“At The Bardolino Artists Retreat we have various forms of creativity,” Jennifer Schormann, creator of the retreat explains. “The vision is healing through creativity,” she adds. “It doesn’t mean you need to be broken, it is really just about personal development and self-expression.”
The purpose of the retreat is to create a space for diverse artists to live and work in one environment. Bardolino promotes a conscious and sustainable lifestyle by offering everything from dance, storytelling, music and art therapy to meditation sessions and personal development workshops.
Jennifer collaborates with various artists and provides them with a space to run these workshops. “Wynand Marais, for example, runs the dance studio offering Ballroom and Latin dance classes. He and his wife Ilse, from the band Havanna; live on site and also offer the drumming, singing and piano lessons.”

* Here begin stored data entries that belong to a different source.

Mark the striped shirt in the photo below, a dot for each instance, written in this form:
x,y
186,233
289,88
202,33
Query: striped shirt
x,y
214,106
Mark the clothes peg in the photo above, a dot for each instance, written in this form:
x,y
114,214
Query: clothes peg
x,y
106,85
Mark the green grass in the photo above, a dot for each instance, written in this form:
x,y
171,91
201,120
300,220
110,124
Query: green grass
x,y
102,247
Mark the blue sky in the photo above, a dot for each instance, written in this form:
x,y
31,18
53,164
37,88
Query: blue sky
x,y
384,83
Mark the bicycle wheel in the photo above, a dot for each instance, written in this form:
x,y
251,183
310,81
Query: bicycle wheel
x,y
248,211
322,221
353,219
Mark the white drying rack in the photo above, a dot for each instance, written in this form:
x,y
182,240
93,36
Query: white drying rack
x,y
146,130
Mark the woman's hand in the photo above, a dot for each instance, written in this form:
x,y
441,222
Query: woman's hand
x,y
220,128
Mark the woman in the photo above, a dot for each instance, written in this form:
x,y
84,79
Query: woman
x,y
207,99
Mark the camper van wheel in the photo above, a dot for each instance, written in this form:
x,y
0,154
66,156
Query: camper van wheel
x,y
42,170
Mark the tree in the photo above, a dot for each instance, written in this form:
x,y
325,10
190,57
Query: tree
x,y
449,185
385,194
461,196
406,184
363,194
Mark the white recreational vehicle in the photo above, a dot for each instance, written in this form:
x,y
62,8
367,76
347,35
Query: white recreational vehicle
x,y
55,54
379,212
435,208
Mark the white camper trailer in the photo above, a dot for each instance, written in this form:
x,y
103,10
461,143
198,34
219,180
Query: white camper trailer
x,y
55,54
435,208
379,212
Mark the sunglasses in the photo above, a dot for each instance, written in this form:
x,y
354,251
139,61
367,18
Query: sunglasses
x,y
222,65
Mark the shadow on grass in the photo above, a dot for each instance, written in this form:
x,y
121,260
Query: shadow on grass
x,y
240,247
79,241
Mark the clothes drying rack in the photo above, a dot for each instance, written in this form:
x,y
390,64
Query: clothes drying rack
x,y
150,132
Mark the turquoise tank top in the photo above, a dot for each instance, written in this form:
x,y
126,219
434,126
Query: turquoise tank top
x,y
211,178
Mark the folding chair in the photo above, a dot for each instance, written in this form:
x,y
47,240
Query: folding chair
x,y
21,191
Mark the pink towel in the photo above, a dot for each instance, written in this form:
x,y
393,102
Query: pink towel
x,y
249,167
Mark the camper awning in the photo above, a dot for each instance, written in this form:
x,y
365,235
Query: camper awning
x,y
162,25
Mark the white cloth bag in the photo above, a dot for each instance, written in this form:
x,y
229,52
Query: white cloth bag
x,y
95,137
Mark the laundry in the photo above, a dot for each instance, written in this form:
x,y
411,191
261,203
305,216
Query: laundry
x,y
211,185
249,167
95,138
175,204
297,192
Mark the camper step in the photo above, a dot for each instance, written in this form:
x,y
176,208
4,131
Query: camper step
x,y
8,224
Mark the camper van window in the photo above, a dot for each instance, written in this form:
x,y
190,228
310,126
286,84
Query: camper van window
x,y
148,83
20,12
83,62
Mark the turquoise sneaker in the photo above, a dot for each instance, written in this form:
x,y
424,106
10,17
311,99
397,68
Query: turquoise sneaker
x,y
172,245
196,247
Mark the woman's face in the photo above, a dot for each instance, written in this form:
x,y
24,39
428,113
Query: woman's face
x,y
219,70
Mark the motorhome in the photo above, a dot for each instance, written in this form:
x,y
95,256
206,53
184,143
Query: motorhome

It is obvious that Jennifer has a passion for arts, crafts and sustainable developmental work. She has a tourism background and has offered tourism development training and facilitating for a wide variety of students. She has trained over 7000 people; young and old, from all walks of life.
Bardolino is currently moving towards an off the grid farm; they have their own organic veggie garden and they are looking into water catchment options. They already offer nature walks to the labyrinth, and would like to start a little nature reserve soon. “We are wanting to plant more indigenous trees and medicinal plants – labelling them, so that it becomes an informative nature walk – for kids, but also for other people who come out to the retreat.”
Jennifer also has a big interest in early childhood development. She believes that it is important to have the tools, like creativity, available in order to unpack trauma; whether you are a child or a grown-up.
Bardolino is also jumping on board with Spark Festival 2018. Jennifer is overseeing a school art project where the Crocodile Catchment Basin will be represented by a life-size three dimensional interactive art installation, made out of recycled plastic bottles.
The artwork will be roughly 10 meters in length, 4 meters wide and 3 meters high and will allow people to walk through the river, underwater, as the components are loose elements that are hung into the instillation. Jennifer is tackling the artwork as part of The Bardolino Foundation, the outreach section of The Bardolino Artists Retreat, and she will be assisting school children from local schools in making water plants, animals, fish, crabs and currents – the entire river – all from recycled plastic. Pupils from Pro Gratia Learning Centre, the special needs school on the property, will also be involved.
For a previous project in 2010, Jennifer worked with 200 children to create a 40 meters long and 2,3 metres high art mural made from broken glass at Mbombela Stadium, which they completed in one month. “I still get phone calls from kids who worked on that project at the stadium,” Jennifer explains enthusiastically. “And they say: ‘I am standing in front of OUR wall!’. There is a sense of ownership and longevity in that, it will be there for years.”
“A lot of what we are doing here focuses on personal growth, using creativity,” Jennifer explains. She adds that it is about making use of both the left and the right side of the brain to carry messages and lessons across. “It is also about using practical art making to teach children about environmental issues,” she continues, with a sparkle in her eye. “It is about creating a platform for opening up discussions”.